The precious metals markets have been on a tear. In fact, precious metals have been the top performing asset class in recent years and with this trend looking likely to continue, many investors want exposure to these markets. But how does one go about making a precious metal investment that safely affords the investor with such exposure?
To be sure, there are numerous precious metal investment vehicles available to the individual investor today – including futures and options contracts, government certificates, digital gold, exchange traded funds (ETFs), mutual funds, mining shares, as well as direct ownership of physical bullion itself. All enable an investor to add a precious metals component to his/her investment portfolio and participate in what is likely to become another multi-year secular market.
However, each of these vehicles is unique in its nature and complexity, and investing in them requires a specific understanding of their individual advantages/disadvantages and risks/rewards. This article provides an in-depth discussion about what is perhaps the easiest and most convenient way for individuals to acquire and directly own physical gold, silver, and platinum– by investing in precious metal products known as Bullion Coins.

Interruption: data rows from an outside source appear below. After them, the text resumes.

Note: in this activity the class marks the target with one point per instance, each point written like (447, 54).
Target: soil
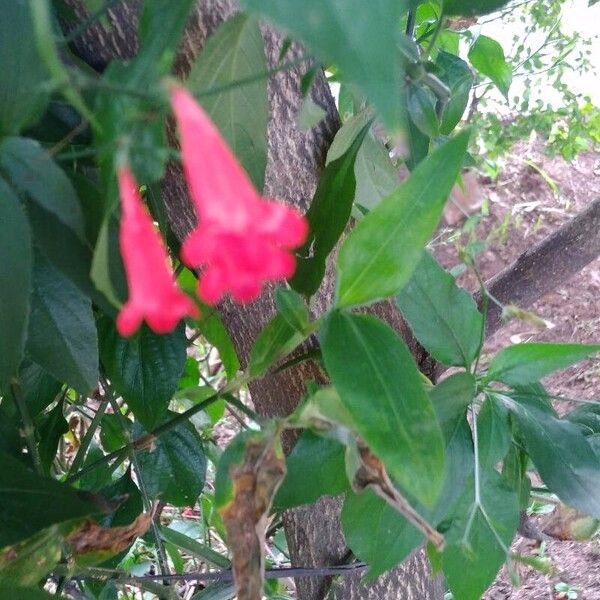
(524, 205)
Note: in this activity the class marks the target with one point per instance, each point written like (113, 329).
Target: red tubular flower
(241, 240)
(153, 294)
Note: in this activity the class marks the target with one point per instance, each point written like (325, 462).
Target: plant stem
(88, 437)
(28, 429)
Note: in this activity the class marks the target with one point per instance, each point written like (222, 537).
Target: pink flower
(241, 240)
(153, 294)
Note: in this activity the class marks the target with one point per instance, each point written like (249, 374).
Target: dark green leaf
(443, 317)
(337, 31)
(487, 56)
(35, 174)
(493, 431)
(15, 280)
(277, 339)
(62, 334)
(376, 532)
(161, 24)
(421, 108)
(144, 369)
(375, 174)
(193, 547)
(327, 216)
(472, 7)
(381, 253)
(479, 537)
(236, 52)
(379, 383)
(23, 93)
(29, 503)
(51, 429)
(457, 75)
(174, 469)
(39, 387)
(587, 416)
(562, 455)
(315, 468)
(292, 308)
(521, 364)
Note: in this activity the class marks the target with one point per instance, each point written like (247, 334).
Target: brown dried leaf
(254, 483)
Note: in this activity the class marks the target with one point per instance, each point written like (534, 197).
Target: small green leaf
(562, 455)
(29, 503)
(421, 107)
(470, 8)
(487, 56)
(15, 280)
(443, 317)
(144, 369)
(23, 90)
(62, 335)
(292, 308)
(52, 428)
(327, 216)
(236, 52)
(337, 31)
(315, 459)
(457, 75)
(193, 547)
(479, 537)
(381, 253)
(493, 431)
(380, 385)
(521, 364)
(174, 469)
(277, 339)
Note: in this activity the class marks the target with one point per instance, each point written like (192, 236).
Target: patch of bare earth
(523, 209)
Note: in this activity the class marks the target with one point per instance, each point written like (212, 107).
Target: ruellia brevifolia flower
(242, 240)
(153, 294)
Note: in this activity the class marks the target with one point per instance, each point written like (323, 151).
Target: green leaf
(39, 387)
(161, 24)
(421, 107)
(23, 91)
(443, 316)
(15, 280)
(29, 503)
(174, 469)
(338, 31)
(52, 428)
(457, 75)
(62, 334)
(193, 547)
(277, 339)
(327, 216)
(379, 383)
(470, 8)
(379, 256)
(376, 532)
(236, 52)
(478, 540)
(35, 174)
(562, 455)
(315, 459)
(375, 174)
(493, 431)
(292, 308)
(521, 364)
(144, 369)
(487, 56)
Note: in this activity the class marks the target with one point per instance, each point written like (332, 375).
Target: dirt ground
(524, 206)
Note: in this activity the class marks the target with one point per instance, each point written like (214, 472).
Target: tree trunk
(295, 161)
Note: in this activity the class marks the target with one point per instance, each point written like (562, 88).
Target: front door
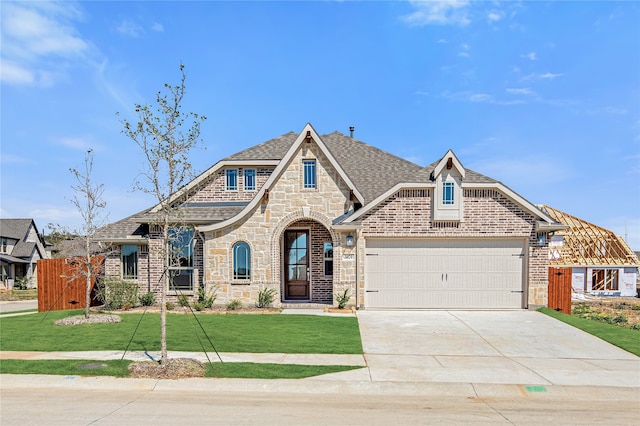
(296, 265)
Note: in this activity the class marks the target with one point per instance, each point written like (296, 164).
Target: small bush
(116, 293)
(234, 305)
(148, 299)
(22, 283)
(343, 298)
(183, 300)
(265, 297)
(207, 299)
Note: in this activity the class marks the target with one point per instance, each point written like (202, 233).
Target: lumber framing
(586, 244)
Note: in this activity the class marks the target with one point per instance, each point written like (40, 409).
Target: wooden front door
(296, 265)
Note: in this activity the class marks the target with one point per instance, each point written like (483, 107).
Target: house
(21, 246)
(311, 216)
(600, 262)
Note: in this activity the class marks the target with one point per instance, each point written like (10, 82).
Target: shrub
(207, 299)
(234, 305)
(343, 298)
(148, 299)
(115, 293)
(22, 283)
(183, 300)
(265, 297)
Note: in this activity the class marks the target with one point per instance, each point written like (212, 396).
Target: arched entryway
(306, 265)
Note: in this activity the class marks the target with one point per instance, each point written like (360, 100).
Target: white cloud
(521, 91)
(35, 37)
(486, 98)
(129, 28)
(442, 12)
(495, 15)
(545, 76)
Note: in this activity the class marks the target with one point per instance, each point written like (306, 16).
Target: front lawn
(119, 368)
(624, 338)
(228, 333)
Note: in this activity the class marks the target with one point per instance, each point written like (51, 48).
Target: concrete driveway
(501, 347)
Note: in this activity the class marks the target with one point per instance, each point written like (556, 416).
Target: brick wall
(487, 213)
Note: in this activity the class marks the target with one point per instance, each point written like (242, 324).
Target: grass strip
(624, 338)
(249, 370)
(18, 312)
(228, 333)
(119, 368)
(62, 367)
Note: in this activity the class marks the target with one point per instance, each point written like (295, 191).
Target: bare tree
(88, 200)
(166, 139)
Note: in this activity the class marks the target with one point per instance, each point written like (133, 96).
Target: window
(232, 179)
(328, 259)
(181, 258)
(129, 256)
(249, 179)
(309, 169)
(241, 261)
(448, 189)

Bullion coins are highly refined precious metal products that are round in shape (as opposed the rectangular shape of a bullion bar), and produced to exacting specifications by numerous federal governments throughout the world specifically for investment purposes. These coins are produced in large quantities and come in a variety of sizes — typically one, one-half, one-quarter, and one-tenth troy ounces. Their content – that is, the weight and purity of precious metal they contain — are guaranteed by the governments that produce them. They also are ascribed legal tender status in their country of origin, but are actually valued in the market for their precious metals content.